Mª Soledad Martín Turiño
Jueves, 24 de Octubre de 2024
ZAMORANA

El regreso

[Img #93230]Un día regresó. Atrás quedaba sepultada toda una vida de experiencias, gente diversa, familia no elegida y un sinfín de recuerdos que habían sido su prioridad, negándose a admitir lo que era una evidencia palmaria: aquella insatisfacción a la que no podía acostumbrarse y que disfrazaba con extenuantes jornadas de oficina, cursos, viajes, trabajos extra... lo que fuera con tal de no aceptar la realidad de un sentimiento que le embargaba hasta asfixiarle: la nostalgia.

 

El tiempo transcurría deprisa mientras los hijos crecían, el interés menguaba y la rutina campaba a sus anchas, hasta que llegó el momento de tomar una decisión que, no por calibrada, resultó menos dolorosa. Tenía casi setenta años y se sentía solo, aunque le rodeara casi constantemente una caterva de amigos, vecinos, hijos o nietos.

 

Decidió algo incomprensible para todos: regresar a sus orígenes, volver a la que siempre fue su casa; a aquel entorno que edificó su niñez y protegió su adolescencia; así que, desoyendo las voces que le tildaban de inconsciente, e incluso de huraño por huir de un ambiente sólido para arriesgarse a una certera soledad en aquel lugar vacío, dejó todo y se encaminó a aquella nueva vida. Por supuesto albergaba temores y dudas que no confesaba a nadie, porque era consciente de que el tiempo había cambiado el pueblo y las gentes que lo habitaban; muchos de sus amigos de infancia habían muerto y se le haría difícil reconocer a alguien que continuara viviendo en el viejo villorrio.

 

Cuando llegó era preso de la impaciencia de un niño. Aparcó el coche que estaba atiborrado de sus pertenencias y fue directo a la vieja casa que ya no existía; en su lugar había brotado tanto follaje y maleza que ocultaban lo que fueron un día paredes o puertas. Permaneció frente a aquellas ruinas durante un buen rato y casi podía percibir los mismos olores y las mismas sensaciones de antaño; luego, decidió dar un paseo por el pueblo solitario, nadie en las calles, ni siquiera un perro o un gato que deambulara por ellas.

 

Llegó hasta la iglesia que estaba cerrada, se acercó a los restos de la vieja muralla de piedra, que antaño formó parte de un castillo, vio la colina labrada, algún campo sembrado de remolacha, y el rio que llevaba el mismo caudal pequeño, pero que nunca estaba seco, a pesar de que los juncos se internaban a sus anchas entorpeciendo la corriente de agua.

 

Despacio, disfrutando de cada paso, se encaminó al bar; allí, para su sorpresa, vio dos mesas con paisanos jugando a las cartas mientras se tomaban café y una copa de aguardiente.
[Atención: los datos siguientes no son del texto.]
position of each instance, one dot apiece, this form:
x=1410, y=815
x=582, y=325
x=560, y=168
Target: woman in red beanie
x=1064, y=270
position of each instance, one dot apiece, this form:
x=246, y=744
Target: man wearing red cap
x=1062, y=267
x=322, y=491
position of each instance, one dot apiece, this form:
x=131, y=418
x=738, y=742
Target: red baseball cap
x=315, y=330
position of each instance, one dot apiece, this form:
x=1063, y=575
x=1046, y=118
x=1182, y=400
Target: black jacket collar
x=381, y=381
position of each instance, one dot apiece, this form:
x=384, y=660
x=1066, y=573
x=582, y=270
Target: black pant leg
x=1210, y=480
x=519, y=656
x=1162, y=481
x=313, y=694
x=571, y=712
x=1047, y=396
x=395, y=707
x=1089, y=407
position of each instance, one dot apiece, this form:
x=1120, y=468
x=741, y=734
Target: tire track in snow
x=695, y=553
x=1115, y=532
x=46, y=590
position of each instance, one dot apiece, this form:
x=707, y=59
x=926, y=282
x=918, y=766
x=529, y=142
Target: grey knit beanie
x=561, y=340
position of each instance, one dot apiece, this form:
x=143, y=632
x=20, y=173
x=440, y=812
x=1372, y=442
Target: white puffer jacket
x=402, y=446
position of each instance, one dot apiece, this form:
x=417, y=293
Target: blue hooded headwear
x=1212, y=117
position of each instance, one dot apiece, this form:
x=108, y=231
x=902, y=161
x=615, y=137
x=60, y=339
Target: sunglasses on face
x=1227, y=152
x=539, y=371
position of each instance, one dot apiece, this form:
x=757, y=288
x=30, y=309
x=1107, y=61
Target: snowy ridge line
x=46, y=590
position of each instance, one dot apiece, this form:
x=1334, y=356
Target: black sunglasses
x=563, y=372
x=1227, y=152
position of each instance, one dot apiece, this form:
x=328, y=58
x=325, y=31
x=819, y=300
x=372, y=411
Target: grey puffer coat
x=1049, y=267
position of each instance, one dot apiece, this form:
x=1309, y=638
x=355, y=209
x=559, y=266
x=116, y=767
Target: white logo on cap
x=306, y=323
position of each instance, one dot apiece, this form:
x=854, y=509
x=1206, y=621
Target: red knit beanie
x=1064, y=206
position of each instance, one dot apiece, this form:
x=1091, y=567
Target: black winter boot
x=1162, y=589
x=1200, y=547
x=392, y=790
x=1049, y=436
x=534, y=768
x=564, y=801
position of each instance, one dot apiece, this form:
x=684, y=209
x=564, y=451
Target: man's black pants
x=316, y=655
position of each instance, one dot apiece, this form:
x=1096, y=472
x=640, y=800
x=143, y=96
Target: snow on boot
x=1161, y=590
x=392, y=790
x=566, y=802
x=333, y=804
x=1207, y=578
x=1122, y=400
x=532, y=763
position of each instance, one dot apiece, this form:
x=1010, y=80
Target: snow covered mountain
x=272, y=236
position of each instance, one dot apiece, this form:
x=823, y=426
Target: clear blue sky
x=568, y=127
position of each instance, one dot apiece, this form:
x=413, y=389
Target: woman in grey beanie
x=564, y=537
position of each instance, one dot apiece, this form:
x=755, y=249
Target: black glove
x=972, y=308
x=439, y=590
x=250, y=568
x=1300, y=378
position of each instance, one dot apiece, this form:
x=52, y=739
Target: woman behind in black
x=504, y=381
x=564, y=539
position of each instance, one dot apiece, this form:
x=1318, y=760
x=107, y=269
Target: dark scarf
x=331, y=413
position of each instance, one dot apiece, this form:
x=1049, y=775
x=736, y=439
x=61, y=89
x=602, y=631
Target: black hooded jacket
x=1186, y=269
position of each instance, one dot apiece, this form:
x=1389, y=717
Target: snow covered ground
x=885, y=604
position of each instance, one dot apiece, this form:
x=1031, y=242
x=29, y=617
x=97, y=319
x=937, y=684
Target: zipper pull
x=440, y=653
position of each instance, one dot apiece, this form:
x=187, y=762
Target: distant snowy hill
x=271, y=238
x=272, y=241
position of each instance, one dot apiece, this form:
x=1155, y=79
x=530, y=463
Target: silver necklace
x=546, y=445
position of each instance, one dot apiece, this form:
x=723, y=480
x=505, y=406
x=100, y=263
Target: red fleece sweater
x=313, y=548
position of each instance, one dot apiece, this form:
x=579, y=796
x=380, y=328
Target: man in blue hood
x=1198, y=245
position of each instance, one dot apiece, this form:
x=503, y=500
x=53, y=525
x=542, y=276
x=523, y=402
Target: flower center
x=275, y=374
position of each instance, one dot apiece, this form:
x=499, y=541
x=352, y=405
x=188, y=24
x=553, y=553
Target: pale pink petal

Al abrir la puerta, todos los ojos confluyeron en aquel hombre que sonreía tímidamente mientras saludaba con la mano y entonces, desde lejos, uno de los que estaban sentados, se levantó dirigiéndose a él con los brazos abiertos:

 

“Tú eres Santiago, Santi el Rubio” -le espetó mientras se fundían en un interminable abrazo-.

 

Y en ese momento, Santiago supo que había llegado a casa.